A fourth major paradigm for DNA insertion involves merging the programmability of CRISPR with the powerful “cut-and-paste” mechanism of mobile genetic elements. Transposons have long been harnessed for functional genomics, such as gene tagging (mutating or activating), via their characteristics of random insertion and the capability of carrying DNA cargos to the inserted sites in a number of plants [154]. Recently, Liu and colleagues developed the TATSI system (Figure 3C) by fusing the rice Pong transposase (ORF2) with CRISPR-Cas9 (or Cas12a), enabling precise “cut-and-paste” insertions at CRISPR-specified loci in Arabidopsis and soybean. They demonstrated targeted integration of various cargos, including a ~444 bp enhancer (heat shock element (HSE)), a ~1 kb open-reading-frame (bar CDS), and full gene expression cassettes (up to 8994 bp), achieving insertion efficiencies ranging from 6~36 % depending on sequence lengths and species (Table 1) [45]. The TATSI system marks a major advancement in plant genetic engineering and crop breeding. By converting a native transposon into a programmable toolkit, TATSI offers breeders a reliable and precise method for stacking agronomic traits, enhancing nutritional profiles, and speeding up the introduction of traits in major crops. This approach reduces random insertions and minimizes the need for extensive screening efforts.
Transposons such as Pong, when combined with CRISPR systems, provide an effective platform for precise and site-specific gene insertion in plants, eliminating the need for homology-directed repair. This approach enables the effective integration of extensive DNA sequences, making it particularly well-suited for stacking complex traits within crop genomes. Unlike traditional transposon systems, programmable variants reduce random insertions and enhance genomic stability. These tools are set to play a vital role in next-generation plant breeding and pan-genome engineering strategies [154]

DNA Insertion for Plant Biology and Biotechnology

The advancement of precise DNA insertion technologies has evolved them from theoretical concepts into practical tools, enabling a wide range of applications in both fundamental plant biology and applied biotechnology. These applications include subtle modifications aimed at studying gene function, as well as the integration of entire multi-gene pathways to enhance crop improvement. In this section, we will examine three key areas where these technologies are having a transformative impact: in-locus protein tagging, cis-regulatory element engineering, and the targeted insertion of beneficial genes.

In-Locus Tagging for Gene Functioning

Precise in-locus tagging of endogenous proteins in plants has rapidly advanced, offering tools for real-time tracking, quantification, and functional analysis under native expression contexts [155]. Tian and colleagues made a significant contribution by developing the TagBIT system, which allows for the insertion of a small HiBiT luminescent peptide tag into the coding sequences of endogenous genes in rice. This system facilitates the sensitive detection of tagged proteins through luminescence-based assays, immunoblotting, and immunoprecipitation (Figure 4).
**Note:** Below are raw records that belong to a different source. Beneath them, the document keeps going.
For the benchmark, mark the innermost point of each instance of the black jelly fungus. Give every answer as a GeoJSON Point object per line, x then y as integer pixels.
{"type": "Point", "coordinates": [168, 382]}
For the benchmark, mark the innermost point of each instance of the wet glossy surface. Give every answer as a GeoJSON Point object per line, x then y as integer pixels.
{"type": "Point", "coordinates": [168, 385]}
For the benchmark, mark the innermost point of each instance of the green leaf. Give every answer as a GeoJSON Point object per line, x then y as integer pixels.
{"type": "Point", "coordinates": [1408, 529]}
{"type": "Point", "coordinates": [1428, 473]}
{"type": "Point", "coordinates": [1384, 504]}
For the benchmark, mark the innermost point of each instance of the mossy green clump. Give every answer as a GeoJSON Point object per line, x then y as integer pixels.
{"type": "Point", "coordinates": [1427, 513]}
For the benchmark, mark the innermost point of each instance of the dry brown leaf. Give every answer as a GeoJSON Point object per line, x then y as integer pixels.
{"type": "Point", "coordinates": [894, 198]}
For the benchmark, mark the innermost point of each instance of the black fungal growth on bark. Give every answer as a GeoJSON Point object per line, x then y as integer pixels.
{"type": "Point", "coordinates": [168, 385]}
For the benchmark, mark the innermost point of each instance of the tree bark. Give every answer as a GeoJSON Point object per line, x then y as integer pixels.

The tagged lines were consistently passed down through generations, showcasing the system’s reliability and usefulness for quantitative proteomics in crops [40].
PE has also emerged as a promising method for small epitope tag insertion (Table 1). Using improved prime editor variants, researchers efficiently inserted immunogenic tags such as 6×His or HA tags precisely at the C-terminus of rice genes, enabling in-locus gene functioning in rice. This approach avoids double-stranded breaks and donor DNA templates, offering a precise and efficient strategy for seamless protein tagging in plants [145,146]. However, PE-based gene tagging has not been efficient with long sequences and in dicots, thereby demanding significant improvement in the systems [148,149].
For inserting larger tags, such as full-length fluorescent proteins (e.g., GFP), CRISPR-Cas-based GT remains the primary method for enabling heritable, in-locus tagging, though its efficiency still requires improvement (Table 1). This approach enables protein localization and dynamics to be visualized directly under endogenous regulation. While some proof-of-concept studies were limited to transient expression or used alternative luminescence reporters, the ultimate goal is to generate stably transformed plants with functional, tagged proteins, laying a foundation for advanced proteomics and cell biology in planta.
In summary, recent advancements in in-locus protein tagging and functional modification techniques for plants emphasize the expanding toolkit available for researchers. These approaches include small epitope tags, luciferase reporters, and enhancer elements, offering precise, heritable, and biologically relevant methods to study plant proteins and gene regulation directly within their natural context. As delivery and editing technologies continue to advance, in-locus tagging is set to become an essential practice in plant functional genomics, crop improvement, and synthetic biology.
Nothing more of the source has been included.